Von: Friederike Winterstein (M.A. Interdisziplinäre Lateinamerikastudien, FU Berlin)

Mural – Universidad del Valle (Cali)
® Manuel Góngora-Mera

Die Restituierung des während des Konflikts zwischen den Farc und dem kolumbianischen Staat oftmals illegal angeeigneten Landes war nicht ohne Grund der erste Verhandlungspunkt der Friedensverhandlungen in Habana. Die Landfrage ist eines der zentralsten Themen des Friedensprozesses, denn sie stellt sowohl eine der strukturellen Ursachen des Konflikts dar, als ist sie entscheidend für eine gerechtere und demokratischere Entwicklung des Landes.

Wie in der Mehrzahl der lateinamerikanischen Länder schlägt sich auch in Kolumbien das koloniale Erbe des Kontinents in einer sehr ungleichen Landverteilung nieder. So erfasst der Censo Nacional Agropecuario von 2014- 15, dass 77% des Landes von den reichsten 13% kontrolliert werden, während 68% an Kleinbäuerinnen nur 3,6% des Landes zur Bewirtschaftung zur Verfügung steht. Eben dieser „ärmeren“ Landbevölkerung steht nicht nur am wenigsten Land zur Verfügung, sie ist auch am stärksten von den Folgen des Konflikts betroffen – durch juristischen Betrug oder pure Gewalt wird sie oftmals von ihrem wenigen Land vertrieben. Durch die Gewalt der bewaffneten Akteure seien zwischen sechs und acht Millionen Hektar Land, entsprechend 15 bis 17% ganz Kolumbiens, gewaltsam enteignet und illegal angeeignet (vgl. DW 17.08.2016 und El Diario 01.01.2017) sowie mehr als sechs Millionen Menschen von ihrem Land vertrieben worden (vgl. Cosecha Roja 22.05.2014).

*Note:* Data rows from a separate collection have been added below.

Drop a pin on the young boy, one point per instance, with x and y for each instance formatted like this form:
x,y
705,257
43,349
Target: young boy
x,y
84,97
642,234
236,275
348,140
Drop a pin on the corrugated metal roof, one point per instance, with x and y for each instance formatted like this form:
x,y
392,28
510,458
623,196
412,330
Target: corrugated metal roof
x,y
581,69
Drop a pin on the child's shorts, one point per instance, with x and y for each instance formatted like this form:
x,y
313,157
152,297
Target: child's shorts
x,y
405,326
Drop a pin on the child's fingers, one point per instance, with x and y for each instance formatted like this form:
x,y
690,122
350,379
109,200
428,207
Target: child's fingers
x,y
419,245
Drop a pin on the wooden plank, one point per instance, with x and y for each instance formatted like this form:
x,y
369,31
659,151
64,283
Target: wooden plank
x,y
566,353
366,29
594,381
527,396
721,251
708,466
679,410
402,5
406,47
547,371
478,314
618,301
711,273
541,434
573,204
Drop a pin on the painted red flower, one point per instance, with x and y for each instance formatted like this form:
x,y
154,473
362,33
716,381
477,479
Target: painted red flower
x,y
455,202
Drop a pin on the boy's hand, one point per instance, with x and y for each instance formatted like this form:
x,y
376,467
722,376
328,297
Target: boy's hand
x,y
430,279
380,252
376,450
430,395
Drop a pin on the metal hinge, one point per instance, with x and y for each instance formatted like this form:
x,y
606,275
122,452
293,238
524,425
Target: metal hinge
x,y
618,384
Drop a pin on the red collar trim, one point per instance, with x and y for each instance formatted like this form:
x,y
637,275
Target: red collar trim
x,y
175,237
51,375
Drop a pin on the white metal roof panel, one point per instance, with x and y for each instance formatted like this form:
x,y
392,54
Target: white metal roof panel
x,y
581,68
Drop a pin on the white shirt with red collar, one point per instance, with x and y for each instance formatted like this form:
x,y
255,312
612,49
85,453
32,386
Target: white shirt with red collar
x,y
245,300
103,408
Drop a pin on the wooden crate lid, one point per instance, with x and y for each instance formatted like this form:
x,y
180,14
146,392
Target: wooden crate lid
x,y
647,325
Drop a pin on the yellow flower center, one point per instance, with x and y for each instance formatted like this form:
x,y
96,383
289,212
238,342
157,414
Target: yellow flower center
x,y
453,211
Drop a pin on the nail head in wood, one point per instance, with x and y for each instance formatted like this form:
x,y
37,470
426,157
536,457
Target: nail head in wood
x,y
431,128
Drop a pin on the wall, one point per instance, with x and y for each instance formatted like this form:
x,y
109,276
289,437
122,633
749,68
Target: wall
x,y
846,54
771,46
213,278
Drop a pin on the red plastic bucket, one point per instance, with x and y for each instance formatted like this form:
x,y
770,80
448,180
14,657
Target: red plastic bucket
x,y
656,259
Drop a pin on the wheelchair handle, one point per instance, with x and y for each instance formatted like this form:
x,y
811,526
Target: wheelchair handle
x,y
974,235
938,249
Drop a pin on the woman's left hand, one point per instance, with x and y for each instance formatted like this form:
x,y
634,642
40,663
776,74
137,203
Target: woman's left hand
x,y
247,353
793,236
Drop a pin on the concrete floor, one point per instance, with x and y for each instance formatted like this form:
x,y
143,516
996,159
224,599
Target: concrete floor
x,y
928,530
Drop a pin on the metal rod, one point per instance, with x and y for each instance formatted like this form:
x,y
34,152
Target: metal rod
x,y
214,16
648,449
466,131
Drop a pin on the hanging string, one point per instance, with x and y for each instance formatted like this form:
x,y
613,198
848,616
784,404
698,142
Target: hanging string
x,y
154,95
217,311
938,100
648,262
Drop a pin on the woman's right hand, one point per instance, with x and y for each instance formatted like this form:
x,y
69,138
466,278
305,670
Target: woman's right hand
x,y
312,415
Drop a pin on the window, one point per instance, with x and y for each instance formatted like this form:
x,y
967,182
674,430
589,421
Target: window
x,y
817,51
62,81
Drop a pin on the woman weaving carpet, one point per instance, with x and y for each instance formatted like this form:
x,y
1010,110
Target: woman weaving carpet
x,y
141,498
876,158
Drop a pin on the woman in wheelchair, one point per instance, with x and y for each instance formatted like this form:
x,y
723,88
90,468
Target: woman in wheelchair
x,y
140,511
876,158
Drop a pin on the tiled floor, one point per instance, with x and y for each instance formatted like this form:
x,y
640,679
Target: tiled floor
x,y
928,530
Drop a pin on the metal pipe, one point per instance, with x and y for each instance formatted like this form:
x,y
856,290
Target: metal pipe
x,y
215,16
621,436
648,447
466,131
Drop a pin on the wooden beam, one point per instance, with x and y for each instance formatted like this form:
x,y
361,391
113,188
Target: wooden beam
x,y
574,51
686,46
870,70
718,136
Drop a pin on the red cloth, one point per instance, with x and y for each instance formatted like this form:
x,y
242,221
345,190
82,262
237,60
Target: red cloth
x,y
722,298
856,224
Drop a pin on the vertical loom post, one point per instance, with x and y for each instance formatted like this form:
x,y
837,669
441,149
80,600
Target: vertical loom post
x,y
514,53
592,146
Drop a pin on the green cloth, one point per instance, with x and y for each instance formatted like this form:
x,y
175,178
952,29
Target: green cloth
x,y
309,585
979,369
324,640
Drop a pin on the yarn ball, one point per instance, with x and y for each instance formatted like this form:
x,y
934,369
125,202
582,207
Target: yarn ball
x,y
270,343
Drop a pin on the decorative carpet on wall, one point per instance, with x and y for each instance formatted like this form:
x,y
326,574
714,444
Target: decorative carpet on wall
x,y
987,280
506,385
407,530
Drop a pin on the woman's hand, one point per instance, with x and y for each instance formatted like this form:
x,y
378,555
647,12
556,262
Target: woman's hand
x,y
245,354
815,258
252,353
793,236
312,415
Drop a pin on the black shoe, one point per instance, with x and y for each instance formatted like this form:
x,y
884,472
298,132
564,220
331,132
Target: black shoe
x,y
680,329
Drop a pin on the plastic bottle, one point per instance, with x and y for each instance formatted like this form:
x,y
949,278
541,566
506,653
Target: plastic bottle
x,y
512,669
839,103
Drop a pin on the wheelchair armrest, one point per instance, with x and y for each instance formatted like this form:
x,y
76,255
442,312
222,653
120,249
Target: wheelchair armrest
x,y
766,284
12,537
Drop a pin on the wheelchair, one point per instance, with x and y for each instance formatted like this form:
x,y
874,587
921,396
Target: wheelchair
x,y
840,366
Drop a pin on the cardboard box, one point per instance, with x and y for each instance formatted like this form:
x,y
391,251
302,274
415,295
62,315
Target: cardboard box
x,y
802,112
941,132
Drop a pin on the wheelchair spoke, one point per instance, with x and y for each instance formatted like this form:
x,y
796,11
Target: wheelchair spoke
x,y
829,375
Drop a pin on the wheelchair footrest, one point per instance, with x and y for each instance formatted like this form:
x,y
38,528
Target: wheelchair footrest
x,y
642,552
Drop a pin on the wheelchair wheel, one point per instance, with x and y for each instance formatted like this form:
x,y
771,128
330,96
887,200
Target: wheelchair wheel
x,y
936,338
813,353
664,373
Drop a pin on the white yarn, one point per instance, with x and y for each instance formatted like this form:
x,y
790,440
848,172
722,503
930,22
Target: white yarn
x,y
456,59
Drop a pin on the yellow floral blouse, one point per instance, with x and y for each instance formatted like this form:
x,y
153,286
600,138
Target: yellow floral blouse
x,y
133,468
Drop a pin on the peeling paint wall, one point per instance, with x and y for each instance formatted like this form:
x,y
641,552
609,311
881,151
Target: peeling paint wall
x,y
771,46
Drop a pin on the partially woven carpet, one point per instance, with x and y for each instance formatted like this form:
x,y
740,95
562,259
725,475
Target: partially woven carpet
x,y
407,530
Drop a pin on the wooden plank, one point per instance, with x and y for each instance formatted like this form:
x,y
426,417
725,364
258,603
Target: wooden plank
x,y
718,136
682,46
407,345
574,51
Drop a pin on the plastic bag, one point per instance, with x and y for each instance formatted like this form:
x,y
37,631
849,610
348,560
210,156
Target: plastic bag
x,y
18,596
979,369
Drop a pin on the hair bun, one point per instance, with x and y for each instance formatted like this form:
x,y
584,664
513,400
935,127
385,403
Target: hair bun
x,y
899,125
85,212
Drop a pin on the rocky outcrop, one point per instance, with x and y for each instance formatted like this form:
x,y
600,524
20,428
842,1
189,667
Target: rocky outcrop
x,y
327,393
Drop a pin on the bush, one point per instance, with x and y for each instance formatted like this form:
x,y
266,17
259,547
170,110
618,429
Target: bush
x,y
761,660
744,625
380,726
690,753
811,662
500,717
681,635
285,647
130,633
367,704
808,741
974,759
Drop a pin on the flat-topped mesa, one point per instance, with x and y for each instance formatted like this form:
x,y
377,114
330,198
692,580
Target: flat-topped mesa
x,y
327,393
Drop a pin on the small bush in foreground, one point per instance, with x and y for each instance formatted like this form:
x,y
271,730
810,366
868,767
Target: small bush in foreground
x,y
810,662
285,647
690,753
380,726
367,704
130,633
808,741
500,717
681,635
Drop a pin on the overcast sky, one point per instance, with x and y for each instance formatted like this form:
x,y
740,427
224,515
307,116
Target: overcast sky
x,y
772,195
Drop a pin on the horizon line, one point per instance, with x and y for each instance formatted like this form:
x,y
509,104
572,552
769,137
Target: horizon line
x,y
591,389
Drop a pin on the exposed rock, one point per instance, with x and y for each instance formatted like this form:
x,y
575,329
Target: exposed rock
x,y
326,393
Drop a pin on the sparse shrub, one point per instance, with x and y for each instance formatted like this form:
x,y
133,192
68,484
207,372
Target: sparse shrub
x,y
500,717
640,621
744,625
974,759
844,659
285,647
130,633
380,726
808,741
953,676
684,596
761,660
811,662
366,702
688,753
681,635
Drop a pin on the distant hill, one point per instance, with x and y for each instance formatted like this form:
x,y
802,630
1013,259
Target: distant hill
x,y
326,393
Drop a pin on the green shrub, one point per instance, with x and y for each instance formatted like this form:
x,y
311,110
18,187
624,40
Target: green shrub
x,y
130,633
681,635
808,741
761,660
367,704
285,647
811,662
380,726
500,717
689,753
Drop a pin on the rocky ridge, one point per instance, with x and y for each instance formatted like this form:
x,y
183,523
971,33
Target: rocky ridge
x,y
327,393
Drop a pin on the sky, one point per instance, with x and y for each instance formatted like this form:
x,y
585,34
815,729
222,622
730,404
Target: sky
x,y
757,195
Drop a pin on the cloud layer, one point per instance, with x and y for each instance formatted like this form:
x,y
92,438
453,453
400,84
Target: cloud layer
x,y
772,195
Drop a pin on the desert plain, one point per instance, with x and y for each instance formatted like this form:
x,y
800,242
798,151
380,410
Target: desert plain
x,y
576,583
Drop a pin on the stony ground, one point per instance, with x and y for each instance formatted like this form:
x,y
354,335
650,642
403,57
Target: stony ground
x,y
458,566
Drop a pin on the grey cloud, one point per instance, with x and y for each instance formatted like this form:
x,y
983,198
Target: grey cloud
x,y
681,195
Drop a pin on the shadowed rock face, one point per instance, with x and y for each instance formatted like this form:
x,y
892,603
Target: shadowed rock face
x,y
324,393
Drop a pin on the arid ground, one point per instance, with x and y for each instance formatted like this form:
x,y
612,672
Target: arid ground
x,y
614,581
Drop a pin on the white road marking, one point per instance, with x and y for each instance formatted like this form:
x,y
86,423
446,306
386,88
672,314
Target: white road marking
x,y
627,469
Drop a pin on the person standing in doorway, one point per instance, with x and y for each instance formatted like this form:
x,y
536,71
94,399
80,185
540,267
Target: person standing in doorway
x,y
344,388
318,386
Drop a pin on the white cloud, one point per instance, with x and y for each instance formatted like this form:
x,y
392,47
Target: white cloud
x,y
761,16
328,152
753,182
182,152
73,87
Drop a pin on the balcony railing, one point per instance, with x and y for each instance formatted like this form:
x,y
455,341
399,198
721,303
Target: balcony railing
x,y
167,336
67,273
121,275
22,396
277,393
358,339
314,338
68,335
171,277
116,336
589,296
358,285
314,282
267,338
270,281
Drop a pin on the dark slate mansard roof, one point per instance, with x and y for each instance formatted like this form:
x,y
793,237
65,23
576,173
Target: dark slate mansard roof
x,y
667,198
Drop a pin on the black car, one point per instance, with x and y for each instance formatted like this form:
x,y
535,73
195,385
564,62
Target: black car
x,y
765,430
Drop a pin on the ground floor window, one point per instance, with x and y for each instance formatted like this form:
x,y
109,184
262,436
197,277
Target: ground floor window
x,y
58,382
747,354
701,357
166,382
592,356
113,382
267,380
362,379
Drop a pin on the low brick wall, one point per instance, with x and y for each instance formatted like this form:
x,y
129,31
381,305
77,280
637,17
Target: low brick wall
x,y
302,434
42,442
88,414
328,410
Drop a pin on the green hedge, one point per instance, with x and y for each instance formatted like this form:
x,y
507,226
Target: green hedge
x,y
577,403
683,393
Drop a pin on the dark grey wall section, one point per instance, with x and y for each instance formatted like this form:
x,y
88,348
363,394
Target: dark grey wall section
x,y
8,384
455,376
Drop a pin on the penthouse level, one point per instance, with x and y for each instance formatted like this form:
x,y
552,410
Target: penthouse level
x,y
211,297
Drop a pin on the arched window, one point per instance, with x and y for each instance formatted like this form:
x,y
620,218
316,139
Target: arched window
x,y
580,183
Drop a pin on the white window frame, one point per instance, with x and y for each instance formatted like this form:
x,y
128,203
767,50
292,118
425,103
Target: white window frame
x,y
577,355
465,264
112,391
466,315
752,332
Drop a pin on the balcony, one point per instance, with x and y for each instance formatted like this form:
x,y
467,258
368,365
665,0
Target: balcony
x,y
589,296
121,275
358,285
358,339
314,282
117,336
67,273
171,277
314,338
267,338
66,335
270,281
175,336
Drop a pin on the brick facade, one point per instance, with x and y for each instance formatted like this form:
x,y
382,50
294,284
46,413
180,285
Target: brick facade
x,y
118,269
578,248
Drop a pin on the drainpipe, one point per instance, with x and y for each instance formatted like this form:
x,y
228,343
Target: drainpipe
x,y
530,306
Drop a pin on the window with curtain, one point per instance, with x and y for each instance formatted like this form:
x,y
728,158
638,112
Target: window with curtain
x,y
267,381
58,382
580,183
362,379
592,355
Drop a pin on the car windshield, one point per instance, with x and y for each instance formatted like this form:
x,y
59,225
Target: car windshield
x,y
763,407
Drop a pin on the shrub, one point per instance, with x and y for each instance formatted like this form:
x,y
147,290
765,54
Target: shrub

Die Anerkennung der Opfer, der Existenz eines bewaffneten internen Konflikts und des ungelösten Landkonflikts sei erst unter der aktuellen Regierung von Santos möglich geworden (Machado 2013: 149). Bereits vor Beginn der Friedensverhandlungen verabschiedete sie zwei grundlegende Gesetze. 2011 das Gesetz zur Anerkennung der Opfer und deren Entschädigung (Ley de Víctimas y Restitución de Tierras) und 2012 das Gesetz zu Landverteilung und ländlicher Entwicklung (Ley de Tierras y Desarrollo Rural). Die Unterzeichnung des ersten Punktes des Friedensvertrags am 26.05.2016 bildete also einen weiteren entscheidenden Schritt in einem laufenden Prozess zu einer gerechteren Neu- Strukturierung des ländlichen Raumes. Dieser Schritt befeuerte bereits bestehende Interessenkonflikte zwischen einerseits den Großgrundbesitzern und mit ihnen verbundenen bewaffneten Gruppen die sich der Landrückgabe widersetzen und andererseits den Vertriebenen und denen um die Wahrung ihrer Rechte kämpfenden Kleinbäuerinnen, indigenen und afrikanischstämmigen Gemeinschaften, teils in Übereinstimmung mit und teils entgegen der Interessen der Farc.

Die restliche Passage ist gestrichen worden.